Find Out How Much Of Resident Evil: Afterlife Is CGI With Uncut Set Video
If you’ve seen the trailers for Resident Evil: Afterlife the answer to the question “how much of this movie was computer generated?” may surprise you. Since it was filmed entirely 3D and computer generated images are easier and cheaper to make work in the format, and since let’s face it, Hollywood rarely seems interested in putting the effort into practical effects anymore, you’ve probably already assumed the entire thing was filmed with Milla Jovovich sitting on a pair of green egg crates while stunt men in green unitards threw green tennis balls at her. If so, you would be spectacularly wrong.
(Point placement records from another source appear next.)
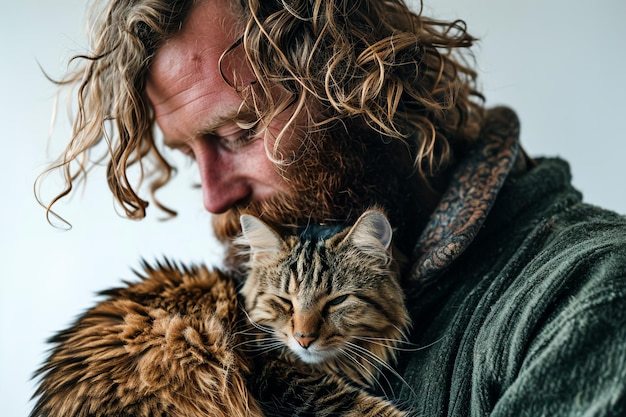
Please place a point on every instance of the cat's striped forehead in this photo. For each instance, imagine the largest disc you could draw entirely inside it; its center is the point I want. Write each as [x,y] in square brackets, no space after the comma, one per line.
[310,264]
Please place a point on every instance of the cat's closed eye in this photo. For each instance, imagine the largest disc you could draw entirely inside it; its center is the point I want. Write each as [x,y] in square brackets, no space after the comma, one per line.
[337,300]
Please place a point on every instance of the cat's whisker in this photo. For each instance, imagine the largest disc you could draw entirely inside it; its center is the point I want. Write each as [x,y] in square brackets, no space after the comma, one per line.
[394,344]
[354,357]
[384,364]
[374,361]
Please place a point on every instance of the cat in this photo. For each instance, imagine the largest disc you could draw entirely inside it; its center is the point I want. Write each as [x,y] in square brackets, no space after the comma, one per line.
[330,301]
[177,342]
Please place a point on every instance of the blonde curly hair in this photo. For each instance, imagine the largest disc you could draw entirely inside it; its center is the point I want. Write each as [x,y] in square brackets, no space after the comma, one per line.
[404,76]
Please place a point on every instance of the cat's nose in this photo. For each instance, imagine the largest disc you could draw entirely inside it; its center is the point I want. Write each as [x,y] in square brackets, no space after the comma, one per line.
[305,340]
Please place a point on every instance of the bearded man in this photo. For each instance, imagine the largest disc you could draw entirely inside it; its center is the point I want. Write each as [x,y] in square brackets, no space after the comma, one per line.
[312,111]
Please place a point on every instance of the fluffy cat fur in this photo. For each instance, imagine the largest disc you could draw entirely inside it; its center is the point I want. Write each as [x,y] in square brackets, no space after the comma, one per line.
[323,313]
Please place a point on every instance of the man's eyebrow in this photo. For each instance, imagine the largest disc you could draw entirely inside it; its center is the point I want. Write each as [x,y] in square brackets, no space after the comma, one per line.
[238,117]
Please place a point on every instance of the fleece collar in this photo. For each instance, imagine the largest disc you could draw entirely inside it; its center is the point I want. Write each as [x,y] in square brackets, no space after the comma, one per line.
[472,192]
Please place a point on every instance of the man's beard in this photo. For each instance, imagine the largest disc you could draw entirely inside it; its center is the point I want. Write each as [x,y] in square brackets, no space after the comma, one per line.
[347,172]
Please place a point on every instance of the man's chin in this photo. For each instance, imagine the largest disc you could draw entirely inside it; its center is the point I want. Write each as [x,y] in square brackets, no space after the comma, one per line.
[278,211]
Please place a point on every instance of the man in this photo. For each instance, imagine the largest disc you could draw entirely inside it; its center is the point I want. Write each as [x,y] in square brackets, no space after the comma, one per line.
[313,111]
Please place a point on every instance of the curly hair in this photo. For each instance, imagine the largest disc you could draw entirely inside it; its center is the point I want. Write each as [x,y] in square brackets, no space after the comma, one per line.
[404,76]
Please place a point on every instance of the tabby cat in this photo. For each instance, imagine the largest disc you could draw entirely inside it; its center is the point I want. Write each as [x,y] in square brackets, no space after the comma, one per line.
[178,343]
[331,302]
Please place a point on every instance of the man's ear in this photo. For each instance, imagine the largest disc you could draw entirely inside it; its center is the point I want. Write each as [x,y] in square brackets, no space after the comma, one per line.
[261,238]
[372,234]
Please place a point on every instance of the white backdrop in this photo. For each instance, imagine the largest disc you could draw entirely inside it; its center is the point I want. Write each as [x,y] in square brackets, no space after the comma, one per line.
[559,63]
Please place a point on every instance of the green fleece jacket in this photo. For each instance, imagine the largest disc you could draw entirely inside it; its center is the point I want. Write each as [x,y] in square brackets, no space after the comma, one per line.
[530,318]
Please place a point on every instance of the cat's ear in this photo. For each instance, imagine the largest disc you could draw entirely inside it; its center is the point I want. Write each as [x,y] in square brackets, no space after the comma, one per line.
[261,238]
[371,233]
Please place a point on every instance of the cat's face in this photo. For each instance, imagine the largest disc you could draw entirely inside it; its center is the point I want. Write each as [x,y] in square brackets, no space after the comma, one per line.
[330,298]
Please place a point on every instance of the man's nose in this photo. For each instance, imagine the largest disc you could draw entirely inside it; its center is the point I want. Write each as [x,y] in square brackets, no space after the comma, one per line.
[222,185]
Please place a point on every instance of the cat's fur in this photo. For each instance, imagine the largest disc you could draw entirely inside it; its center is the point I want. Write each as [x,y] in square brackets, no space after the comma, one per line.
[178,343]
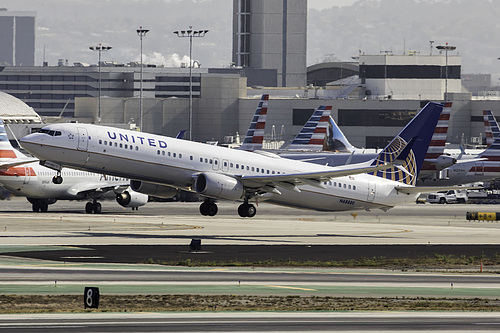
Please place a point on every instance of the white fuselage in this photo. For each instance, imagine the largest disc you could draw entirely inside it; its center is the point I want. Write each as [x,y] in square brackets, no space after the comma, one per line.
[176,163]
[35,181]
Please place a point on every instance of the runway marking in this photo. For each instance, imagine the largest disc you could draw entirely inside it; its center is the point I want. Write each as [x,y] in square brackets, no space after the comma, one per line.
[286,287]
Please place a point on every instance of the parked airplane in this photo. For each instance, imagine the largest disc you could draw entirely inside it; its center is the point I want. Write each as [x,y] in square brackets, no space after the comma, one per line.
[490,126]
[22,176]
[164,163]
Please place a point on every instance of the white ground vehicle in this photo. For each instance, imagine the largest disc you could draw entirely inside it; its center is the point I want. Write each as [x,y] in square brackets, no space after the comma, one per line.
[451,196]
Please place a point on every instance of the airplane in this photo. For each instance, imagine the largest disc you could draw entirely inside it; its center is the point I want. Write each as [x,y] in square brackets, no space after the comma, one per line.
[220,173]
[343,152]
[491,127]
[24,176]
In fact it would seem that they actually went through a great deal of trouble to build as many real sets and do as many real makeup effects for Resident Evil: Afterlife as possible. The proof is in ten minutes of completely uncut video taken from the set, embedded in the two videos below. Click play and you’ll get a unique and candid look at how some of the movie’s biggest scenes were filmed. Watch:
The airplane sequence? They actually built an airplane, stuck Milla Jovovich in it, and sent it rocketing down a runway set. Zombie dogs? They got real Dobermans and hired real, talented makeup effects artists to paint them up like they’d just been spat out of hell. Another movie, a lazier movie, some of them starring Milla Jovovich, would have CGI’d all of that. Resident Evil: Afterlife opted to build it, to paint it, to make something tangible in the hopes that it’ll give the audience something to latch on to. Say what you want about the RE franchise, but they at least deserve praise for that.
For comparison, these are completed versions of four scenes. Here’s how the finished product came out:
For one final proof that, maybe, Resident Evil: Afterlife might actually know what it’s doing, I offer the following featurette. Watch:
In the above vid, when Milla Jovovich talks about how good the script is, you probably rolled your eyes. Rightfully so. But when she talks about what it’s like when they’re on set “immersed in the world”, that was worth paying attention to. You don’t get that with endless walls of green screen. Or later in the video, when Ali Larter talks about how important the physicality of the film is to her performance, to me that seems like a big bullet point. It's something which directors like George Lucas, who don’t bother building sets when CGI will do, who don’t bother with live dogs when a CGI one can be dragged out of some photoshop library, never seem to get. Apparently Paul W.S. Anderson, of all people, does.
He still uses plenty of green screen and you just heard them talking about that too… but it’s in conjunction with physical sets and props and makeup, as much as they can build or slather on, to give the actors and the audience something real to latch on to. And that’s cool.